Former President Donald Trump returned to his New York civil fraud trial for a third day Wednesday after running afoul of the judge by denigrating a key court staffer in a social media post.
Trump, the Republican front-runner in the 2024 presidential race, is voluntarily taking time out from the campaign trail to attend the trial. New York Attorney General Letitia James' lawsuit accuses Trump and his business of deceiving banks, insurers and others by providing financial statements that greatly exaggerated his wealth.
Judge Arthur Engoron already has ruled that Trump committed fraud by inflating the values of prized assets including his Trump Tower penthouse. The ruling could, if upheld on appeal, cost the former president control of his signature skyscraper and some other properties.
Trump denies any wrongdoing. With familiar rhetoric, on his way into court Wednesday, he called James "incompetent,” portrayed her as part of a broader Democratic effort to weaken his 2024 prospects, and termed the trial “a disgrace.”
Trump has frequently vented in the courthouse hallway and on social media about the trial, James and Judge Arthur Engoron, also a Democrat.
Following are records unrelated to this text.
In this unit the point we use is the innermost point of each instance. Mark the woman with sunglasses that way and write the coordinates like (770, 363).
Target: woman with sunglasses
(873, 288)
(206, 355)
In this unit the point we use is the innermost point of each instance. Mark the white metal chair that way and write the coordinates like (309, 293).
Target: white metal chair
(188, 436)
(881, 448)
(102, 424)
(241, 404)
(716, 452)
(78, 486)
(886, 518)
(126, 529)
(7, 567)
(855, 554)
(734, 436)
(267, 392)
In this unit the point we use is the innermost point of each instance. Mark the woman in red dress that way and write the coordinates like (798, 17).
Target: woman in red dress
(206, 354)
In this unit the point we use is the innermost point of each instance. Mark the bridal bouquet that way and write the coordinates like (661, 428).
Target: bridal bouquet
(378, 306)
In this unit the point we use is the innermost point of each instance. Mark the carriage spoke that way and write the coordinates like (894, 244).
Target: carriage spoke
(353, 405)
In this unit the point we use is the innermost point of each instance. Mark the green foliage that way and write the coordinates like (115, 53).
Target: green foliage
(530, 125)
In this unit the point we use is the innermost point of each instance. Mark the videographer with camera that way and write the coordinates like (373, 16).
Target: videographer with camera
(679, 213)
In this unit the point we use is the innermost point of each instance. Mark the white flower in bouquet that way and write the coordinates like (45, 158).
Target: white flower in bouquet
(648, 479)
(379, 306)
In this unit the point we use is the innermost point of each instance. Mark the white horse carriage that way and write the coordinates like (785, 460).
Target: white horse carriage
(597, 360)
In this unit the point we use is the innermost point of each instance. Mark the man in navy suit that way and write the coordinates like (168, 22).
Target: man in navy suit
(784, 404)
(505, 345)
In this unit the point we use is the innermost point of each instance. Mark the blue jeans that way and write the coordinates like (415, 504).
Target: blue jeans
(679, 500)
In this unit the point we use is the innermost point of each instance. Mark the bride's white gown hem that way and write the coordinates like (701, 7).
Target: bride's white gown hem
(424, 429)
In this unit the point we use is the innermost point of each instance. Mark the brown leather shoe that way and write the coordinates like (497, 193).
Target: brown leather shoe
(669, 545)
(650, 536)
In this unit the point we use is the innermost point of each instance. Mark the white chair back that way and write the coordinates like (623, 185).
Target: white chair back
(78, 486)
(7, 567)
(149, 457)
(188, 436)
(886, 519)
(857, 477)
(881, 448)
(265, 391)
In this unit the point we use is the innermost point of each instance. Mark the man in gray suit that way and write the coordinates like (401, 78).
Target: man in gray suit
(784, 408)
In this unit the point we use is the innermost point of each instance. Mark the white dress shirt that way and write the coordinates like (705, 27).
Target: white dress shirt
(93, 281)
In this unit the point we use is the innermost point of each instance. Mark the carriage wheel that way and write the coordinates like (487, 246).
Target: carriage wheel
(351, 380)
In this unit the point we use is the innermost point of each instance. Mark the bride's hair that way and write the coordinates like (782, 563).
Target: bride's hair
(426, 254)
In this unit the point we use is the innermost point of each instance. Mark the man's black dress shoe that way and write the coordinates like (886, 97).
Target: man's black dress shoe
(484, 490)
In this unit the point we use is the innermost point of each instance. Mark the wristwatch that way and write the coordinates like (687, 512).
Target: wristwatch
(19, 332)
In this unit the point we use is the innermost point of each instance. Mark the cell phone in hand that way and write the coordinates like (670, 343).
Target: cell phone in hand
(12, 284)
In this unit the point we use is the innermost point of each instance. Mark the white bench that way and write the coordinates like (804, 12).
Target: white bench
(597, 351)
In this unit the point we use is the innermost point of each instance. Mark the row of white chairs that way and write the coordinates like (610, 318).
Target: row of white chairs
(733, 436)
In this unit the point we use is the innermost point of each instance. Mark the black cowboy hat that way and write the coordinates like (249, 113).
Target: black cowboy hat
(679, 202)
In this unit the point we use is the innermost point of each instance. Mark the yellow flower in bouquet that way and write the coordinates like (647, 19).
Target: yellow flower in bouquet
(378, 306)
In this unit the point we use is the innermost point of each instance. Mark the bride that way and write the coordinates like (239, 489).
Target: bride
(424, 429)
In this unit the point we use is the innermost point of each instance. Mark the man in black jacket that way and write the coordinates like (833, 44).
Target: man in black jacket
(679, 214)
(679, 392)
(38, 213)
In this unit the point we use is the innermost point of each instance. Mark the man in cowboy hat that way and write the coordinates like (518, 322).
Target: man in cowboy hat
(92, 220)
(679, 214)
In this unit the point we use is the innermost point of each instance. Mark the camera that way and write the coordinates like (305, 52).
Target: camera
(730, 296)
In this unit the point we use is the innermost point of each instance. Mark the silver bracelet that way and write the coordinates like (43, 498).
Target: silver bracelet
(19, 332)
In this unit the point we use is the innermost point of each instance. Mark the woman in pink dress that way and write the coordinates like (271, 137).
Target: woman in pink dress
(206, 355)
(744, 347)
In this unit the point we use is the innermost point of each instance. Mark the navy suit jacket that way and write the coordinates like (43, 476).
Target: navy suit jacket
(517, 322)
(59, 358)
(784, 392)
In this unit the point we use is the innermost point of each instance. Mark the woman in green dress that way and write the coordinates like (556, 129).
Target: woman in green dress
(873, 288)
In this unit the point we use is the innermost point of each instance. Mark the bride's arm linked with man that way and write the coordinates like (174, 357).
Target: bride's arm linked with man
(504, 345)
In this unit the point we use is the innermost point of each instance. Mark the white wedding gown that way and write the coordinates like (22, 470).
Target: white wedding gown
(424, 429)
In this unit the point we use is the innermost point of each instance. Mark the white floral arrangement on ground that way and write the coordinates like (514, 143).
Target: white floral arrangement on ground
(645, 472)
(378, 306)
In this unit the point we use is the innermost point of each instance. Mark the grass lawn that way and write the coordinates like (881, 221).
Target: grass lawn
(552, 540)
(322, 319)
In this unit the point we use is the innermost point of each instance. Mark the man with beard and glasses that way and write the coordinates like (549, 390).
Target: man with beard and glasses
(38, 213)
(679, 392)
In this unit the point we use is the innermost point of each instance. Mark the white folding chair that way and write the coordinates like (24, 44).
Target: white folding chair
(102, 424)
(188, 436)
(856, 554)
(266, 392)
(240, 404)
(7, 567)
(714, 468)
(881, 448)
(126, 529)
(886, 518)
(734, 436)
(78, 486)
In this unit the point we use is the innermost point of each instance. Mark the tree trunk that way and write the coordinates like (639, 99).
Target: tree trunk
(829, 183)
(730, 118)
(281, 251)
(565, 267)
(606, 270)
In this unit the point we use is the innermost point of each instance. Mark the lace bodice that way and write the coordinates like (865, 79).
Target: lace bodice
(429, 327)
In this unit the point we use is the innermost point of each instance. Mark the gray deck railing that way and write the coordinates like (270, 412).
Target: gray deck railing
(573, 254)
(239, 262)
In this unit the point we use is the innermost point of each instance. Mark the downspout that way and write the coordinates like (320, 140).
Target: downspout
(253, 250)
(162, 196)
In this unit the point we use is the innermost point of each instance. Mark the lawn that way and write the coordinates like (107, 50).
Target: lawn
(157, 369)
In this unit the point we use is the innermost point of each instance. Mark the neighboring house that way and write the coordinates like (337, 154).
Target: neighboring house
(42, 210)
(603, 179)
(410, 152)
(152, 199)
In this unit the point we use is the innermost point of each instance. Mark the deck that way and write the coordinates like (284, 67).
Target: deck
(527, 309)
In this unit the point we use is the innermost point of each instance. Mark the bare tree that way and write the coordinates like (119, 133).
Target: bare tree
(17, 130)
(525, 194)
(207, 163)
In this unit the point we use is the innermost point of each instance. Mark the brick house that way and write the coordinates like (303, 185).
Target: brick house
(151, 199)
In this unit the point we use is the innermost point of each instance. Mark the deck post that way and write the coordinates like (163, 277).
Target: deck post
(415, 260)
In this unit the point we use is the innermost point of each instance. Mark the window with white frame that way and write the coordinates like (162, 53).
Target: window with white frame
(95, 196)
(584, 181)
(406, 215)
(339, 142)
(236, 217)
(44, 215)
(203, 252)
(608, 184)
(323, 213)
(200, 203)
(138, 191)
But after he assailed Engoron's principal law clerk on social media Tuesday, the judge imposed a limited gag order, commanding all participants in the trial not to hurl personal attacks at court staffers. The judge told Trump to delete the “disparaging, untrue and personally identifying post," and the former president took it down.
The non-jury trial concerns six claims that remained in the lawsuit after Engoron's pretrial ruling, and the trial is to determine how much Trump might owe in penalties. James is seeking $250 million and a ban on Trump doing business in New York.
On Wednesday, an accountant who prepared Trump's financial statements for years was to continue testifying as a witness for the state. James' lawyers are trying to show that Trump and others at his company had full control over the preparation of the statements.
The accountant, Donald Bender, told the court Tuesday that the Trump Organization didn't always supply all the documents needed to produce the statements, despite attesting in letters to the accounting firm that the company had provided all financial records and hadn’t “knowingly withheld” relevant data.
During cross-examination, Bender acknowledged he missed a change in information about the size of the former president’s Trump Tower apartment.
Defense lawyer Jesus M. Suarez seized on that, telling Bender that Trump's company and employees were “going through hell” because “you missed it.”
Bender responded: “We didn’t screw it up. The Trump Organization made a mistake, and we didn’t catch it."
Trump plans to testify later in the trial.